Perhaps nothing illustrated this better than the Rosh Yeshiva’s commitment to derech eretz, both in the way he treated others and his famous Pirkei Avot shiurim. It’s not for nothing that when people recall Rabbi Tanzer, they don’t simply mention his considerable achievements as a rabbi, but focus heavily on the Rosh Yeshiva as a human being.
Take, for example, Rabbi Alon Friedman’s own recollections of the Rosh Yeshiva and the loss he continues to feel in his own life of someone he considered a direct mentor: “These last few months I have really felt a void in my personal life, I have missed the clarity, sensitivity and warmth that my mentor the Rosh Yeshiva possessed.

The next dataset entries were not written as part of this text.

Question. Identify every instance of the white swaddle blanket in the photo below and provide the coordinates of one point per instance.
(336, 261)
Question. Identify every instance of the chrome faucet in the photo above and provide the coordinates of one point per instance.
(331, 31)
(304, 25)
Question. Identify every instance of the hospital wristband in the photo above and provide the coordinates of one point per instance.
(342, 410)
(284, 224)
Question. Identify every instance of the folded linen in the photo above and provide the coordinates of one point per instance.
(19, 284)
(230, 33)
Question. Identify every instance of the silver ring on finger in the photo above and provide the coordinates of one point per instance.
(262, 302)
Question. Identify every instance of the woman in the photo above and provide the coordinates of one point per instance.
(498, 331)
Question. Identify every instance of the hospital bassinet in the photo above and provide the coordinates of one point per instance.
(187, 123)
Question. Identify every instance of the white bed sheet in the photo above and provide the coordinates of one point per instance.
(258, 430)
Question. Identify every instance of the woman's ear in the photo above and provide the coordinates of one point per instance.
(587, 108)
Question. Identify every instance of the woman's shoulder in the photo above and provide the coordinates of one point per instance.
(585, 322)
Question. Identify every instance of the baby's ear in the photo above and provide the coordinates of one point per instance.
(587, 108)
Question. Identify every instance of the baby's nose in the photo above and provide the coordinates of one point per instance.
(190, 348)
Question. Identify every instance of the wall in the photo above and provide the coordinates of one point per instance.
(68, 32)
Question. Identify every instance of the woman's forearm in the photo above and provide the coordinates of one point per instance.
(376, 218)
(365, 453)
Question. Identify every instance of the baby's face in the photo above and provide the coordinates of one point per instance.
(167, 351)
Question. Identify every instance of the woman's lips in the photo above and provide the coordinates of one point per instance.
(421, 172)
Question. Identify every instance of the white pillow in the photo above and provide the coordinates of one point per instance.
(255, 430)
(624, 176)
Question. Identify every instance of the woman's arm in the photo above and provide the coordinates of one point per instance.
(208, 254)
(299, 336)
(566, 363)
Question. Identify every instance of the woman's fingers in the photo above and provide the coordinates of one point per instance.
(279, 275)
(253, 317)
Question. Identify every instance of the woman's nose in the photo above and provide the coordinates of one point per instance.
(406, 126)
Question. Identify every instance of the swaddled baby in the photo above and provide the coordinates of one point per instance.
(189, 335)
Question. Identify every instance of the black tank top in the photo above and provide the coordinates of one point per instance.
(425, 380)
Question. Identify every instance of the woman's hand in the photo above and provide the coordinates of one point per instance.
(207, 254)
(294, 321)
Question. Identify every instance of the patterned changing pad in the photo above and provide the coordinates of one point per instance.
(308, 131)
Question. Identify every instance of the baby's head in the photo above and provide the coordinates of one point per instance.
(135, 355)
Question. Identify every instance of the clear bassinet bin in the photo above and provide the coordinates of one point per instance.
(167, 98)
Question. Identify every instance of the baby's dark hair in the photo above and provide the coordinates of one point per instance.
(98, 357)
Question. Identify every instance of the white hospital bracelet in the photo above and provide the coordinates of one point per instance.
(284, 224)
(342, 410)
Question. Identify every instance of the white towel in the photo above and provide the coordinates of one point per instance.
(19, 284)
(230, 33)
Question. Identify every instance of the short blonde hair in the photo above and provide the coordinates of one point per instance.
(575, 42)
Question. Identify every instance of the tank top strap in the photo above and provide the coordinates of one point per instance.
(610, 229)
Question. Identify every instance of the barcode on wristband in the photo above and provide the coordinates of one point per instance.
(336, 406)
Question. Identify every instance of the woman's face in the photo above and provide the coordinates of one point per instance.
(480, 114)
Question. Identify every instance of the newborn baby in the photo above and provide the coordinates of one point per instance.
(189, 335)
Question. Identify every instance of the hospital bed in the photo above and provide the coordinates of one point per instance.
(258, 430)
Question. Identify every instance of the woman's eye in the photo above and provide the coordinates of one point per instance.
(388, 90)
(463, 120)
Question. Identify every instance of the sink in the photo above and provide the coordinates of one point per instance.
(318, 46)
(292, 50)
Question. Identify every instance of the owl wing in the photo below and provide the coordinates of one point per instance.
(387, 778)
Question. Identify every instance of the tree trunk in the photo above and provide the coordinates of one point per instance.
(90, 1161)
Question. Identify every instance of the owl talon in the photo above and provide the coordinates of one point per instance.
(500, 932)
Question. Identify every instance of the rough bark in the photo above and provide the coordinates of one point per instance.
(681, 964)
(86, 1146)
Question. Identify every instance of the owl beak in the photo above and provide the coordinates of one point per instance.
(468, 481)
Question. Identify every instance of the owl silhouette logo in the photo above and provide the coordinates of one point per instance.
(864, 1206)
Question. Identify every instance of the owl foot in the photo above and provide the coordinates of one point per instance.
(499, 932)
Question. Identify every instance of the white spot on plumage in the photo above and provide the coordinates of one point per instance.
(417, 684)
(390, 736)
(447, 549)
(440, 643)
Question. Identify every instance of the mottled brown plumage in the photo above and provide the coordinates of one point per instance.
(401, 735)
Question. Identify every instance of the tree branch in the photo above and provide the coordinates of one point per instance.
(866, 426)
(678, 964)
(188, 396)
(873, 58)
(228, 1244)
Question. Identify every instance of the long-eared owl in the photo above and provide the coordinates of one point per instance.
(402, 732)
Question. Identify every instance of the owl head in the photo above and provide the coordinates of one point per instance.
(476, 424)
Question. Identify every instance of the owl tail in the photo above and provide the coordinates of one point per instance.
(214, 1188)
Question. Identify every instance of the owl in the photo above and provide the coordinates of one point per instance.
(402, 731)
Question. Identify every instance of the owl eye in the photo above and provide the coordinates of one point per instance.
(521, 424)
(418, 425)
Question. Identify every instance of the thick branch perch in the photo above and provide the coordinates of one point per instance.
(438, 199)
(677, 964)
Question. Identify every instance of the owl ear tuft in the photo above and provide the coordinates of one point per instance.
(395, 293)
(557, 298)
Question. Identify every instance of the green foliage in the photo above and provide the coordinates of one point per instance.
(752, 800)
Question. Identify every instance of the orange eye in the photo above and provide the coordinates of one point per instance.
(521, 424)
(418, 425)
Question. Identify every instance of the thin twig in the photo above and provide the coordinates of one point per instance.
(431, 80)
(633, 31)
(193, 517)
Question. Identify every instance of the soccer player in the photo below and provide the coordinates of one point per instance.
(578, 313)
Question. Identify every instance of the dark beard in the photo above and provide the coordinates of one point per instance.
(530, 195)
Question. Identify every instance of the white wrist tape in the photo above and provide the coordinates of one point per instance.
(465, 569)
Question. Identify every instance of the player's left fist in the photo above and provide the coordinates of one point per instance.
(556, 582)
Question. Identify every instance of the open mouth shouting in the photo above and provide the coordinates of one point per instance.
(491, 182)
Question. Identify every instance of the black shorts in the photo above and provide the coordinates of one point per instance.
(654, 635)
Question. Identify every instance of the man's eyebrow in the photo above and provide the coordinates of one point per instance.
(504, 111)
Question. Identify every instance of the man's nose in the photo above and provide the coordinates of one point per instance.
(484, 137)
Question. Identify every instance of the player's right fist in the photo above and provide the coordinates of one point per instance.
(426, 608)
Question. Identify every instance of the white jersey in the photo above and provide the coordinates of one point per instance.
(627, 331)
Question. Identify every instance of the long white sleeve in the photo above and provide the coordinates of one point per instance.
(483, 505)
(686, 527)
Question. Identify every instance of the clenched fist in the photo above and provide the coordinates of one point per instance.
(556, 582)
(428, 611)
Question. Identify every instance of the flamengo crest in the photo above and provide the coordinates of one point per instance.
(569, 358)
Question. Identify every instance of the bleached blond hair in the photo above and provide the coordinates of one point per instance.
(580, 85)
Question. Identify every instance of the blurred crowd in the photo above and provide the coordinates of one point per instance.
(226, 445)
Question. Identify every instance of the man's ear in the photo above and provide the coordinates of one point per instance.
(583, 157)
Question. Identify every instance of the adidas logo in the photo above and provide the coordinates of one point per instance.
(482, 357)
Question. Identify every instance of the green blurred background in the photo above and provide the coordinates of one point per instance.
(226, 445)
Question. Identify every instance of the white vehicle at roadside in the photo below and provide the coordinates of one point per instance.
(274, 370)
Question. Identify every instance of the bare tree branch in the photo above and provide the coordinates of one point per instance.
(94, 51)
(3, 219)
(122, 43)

He had an uncanny ability to understand human behaviour coupled with vast experience. The Rosh Yeshiva was able to deal with any situation with wit and Daas Torah.”
Obviously, no one experiences this loss on a more profoundly personal level than the Tanzer family itself. His daughter, Chaya Masinter, admits (speaking to me on behalf of her family) that “it’s been a tough year! Difficult to comprehend a world without my Dad in it! He’s always in my heart and thoughts!”
And yet, Chaya sees her father in the tremendous legacy he has created, not least in those closest to him: “My brother, Rav Dov, has continued my Dad’s weekly Pirkei Avot shiur which has certainly kept him alive and with us in spirit. He also does a weekly Parsha sheet, using my father’s writings and ideas, which brings my Dad and his thoughts and ideas to life.”
More generally, “My Dad’s memory and legacy carries on through the beautiful projects the Yeshiva College staff and students are doing in my his honour: the learning programmes being run by the Limudei Kodesh Department; the various Pirkei Avot shiurim being given in his memory, the Pirkei Avot books being made and having been made in his memory.”
If that isn’t a mark of a life truly well lived, it’s hard to imagine what is.